The further to the left or the right you move, the more your lens on life distorts.

Friday, June 12, 2009

Null Vote

As of this moment in the late evening of June 12th, it looks like the Presidential election in Iran is too close to call. Current President Mahmoud Ahmadinejad, a rabid anti-Semite, holocaust denier, and Islamist (sorry for the redundancy) and challenger Mir Hossein Mousavi, a somewhat more moderate (remember, this is Iran and moderation is defined on a very relative scale) politician, are in a very close election with each side declaring victory.

I'm hopeful that Ahmadinejad will be ousted, but I worry that the MSM and many Left-leaning politicians will read more into his defeat than they should. If Mousavi does win, it will be a hopeful sign that Iran is changing, but only a sign, and only a very little change.

James Taranto of the Wall Street Journal online comments:
The danger is that the West, following Obama's lead, would take far more encouragement from a favorable election result than is warranted.

… The tendency to read too much into an Ahmadinejad defeat is compounded by an eagerness to see Obama's feel-good foreign-policy approach succeed. Thus an article in the Christian Science Monitor touts what the paper calls the "Obama Effect." The headline reads "Wildcard in Iran Election: Obama," but when you get deep into the story you learn that this is based on nothing but speculation:
Any "Obama factor" in Iran's presidential contest will be difficult to gauge, Iran experts say, because the overriding issue in the campaign is the economy and what is widely perceived domestically as President Mahmoud Ahmadinejad's poor stewardship of it.
But even in that context, Iranians who see Obama's promise of closer international ties (as opposed to the threat of deeper economic sanctions) as one avenue to economic recovery may reject Mr. Ahmadinejad's confrontational style as better suited to the era of President Bush.

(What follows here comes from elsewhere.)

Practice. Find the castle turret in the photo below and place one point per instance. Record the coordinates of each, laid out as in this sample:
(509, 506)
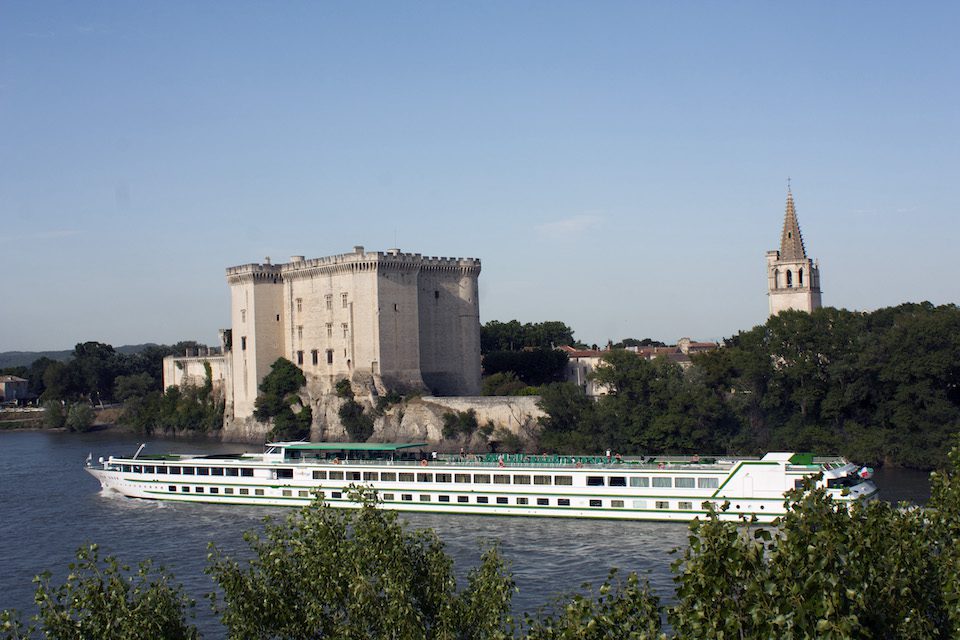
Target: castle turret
(793, 279)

Still, even some regional analysts who found strong elements in Obama's speech say they are dubious of any short-term impact as concrete as influencing an election.

But if Mousavi wins, you can bet you'll hear more about Obama's effect than about those doubts.

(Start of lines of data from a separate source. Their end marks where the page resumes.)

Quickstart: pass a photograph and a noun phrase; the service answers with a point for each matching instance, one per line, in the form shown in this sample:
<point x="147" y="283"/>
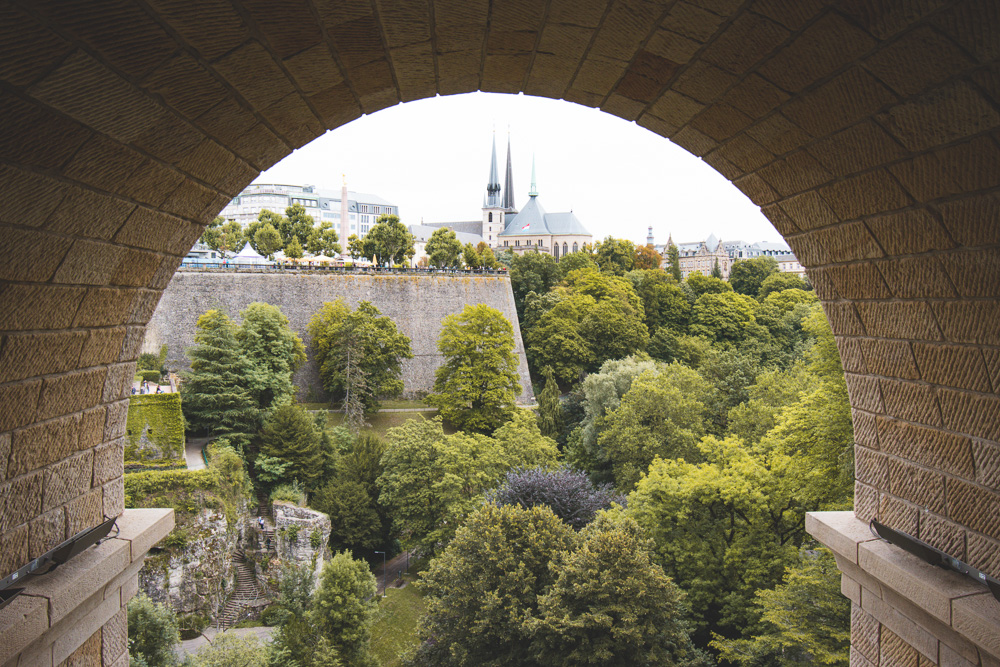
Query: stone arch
<point x="866" y="131"/>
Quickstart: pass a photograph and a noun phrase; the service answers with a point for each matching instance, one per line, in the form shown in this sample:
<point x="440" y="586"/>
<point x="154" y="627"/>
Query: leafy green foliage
<point x="388" y="241"/>
<point x="747" y="275"/>
<point x="152" y="632"/>
<point x="291" y="437"/>
<point x="443" y="248"/>
<point x="154" y="428"/>
<point x="615" y="256"/>
<point x="806" y="619"/>
<point x="477" y="384"/>
<point x="359" y="352"/>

What difference does it all make anyway? [Roger Cohen of the New York Times] concludes his column by declaring that "the margin for the foolishness of anti-Iran hawks" has "just narrowed." (Presumably he means it will have narrowed if Ahmadinejad loses.) But Cohen is blasé about nuclear proliferation, so much so that he doesn't even mention the subject in his column about the Iran election.
If the "anti-Iran hawks" are right and Cohen is the foolish one, then a more appealing Iranian figurehead makes Tehran's nuclear threat more dangerous. Yaakov Katz in the Jerusalem Post explains why:
Due to his radical character and extremist remarks, Ahmadinejad helps garner world support for stopping the nuclear program. Due to his reformist and moderate image, Mousavi--who when he was prime minister from 1981 to 1989 helped lay the foundations of the country's atomic program--may succeed in "laundering" the program in a dialogue with the United States, the officials fear.

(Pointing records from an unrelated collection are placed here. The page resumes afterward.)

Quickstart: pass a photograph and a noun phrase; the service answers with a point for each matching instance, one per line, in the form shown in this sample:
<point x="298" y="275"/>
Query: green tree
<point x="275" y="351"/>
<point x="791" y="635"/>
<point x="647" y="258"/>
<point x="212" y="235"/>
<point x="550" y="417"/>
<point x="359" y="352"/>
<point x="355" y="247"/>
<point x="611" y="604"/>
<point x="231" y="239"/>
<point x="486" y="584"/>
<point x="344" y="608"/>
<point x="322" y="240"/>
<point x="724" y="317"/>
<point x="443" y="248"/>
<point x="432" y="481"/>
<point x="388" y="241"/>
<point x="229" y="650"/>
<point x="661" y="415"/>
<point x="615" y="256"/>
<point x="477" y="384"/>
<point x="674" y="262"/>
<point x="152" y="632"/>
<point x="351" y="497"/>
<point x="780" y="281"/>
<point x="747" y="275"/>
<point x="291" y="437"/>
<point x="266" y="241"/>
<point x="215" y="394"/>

A Mousavi victory's likely effect would be to make it easier for the West to trust the Iranian regime without making the regime more worthy of trust.

Regardless of the outcome, the Mullahs run Iran, and that is unlikely to change any time soon. It may be that they’d enjoy a more “moderate” spokesman (that’s all the Iranian president really is) but at the same time continue supporting terror world wide, building nuclear weapons, and oppressing the true Iranian moderates who did vote for Mousavi.
We’ll know the outcome in a day or two, but beware of reading too much into it.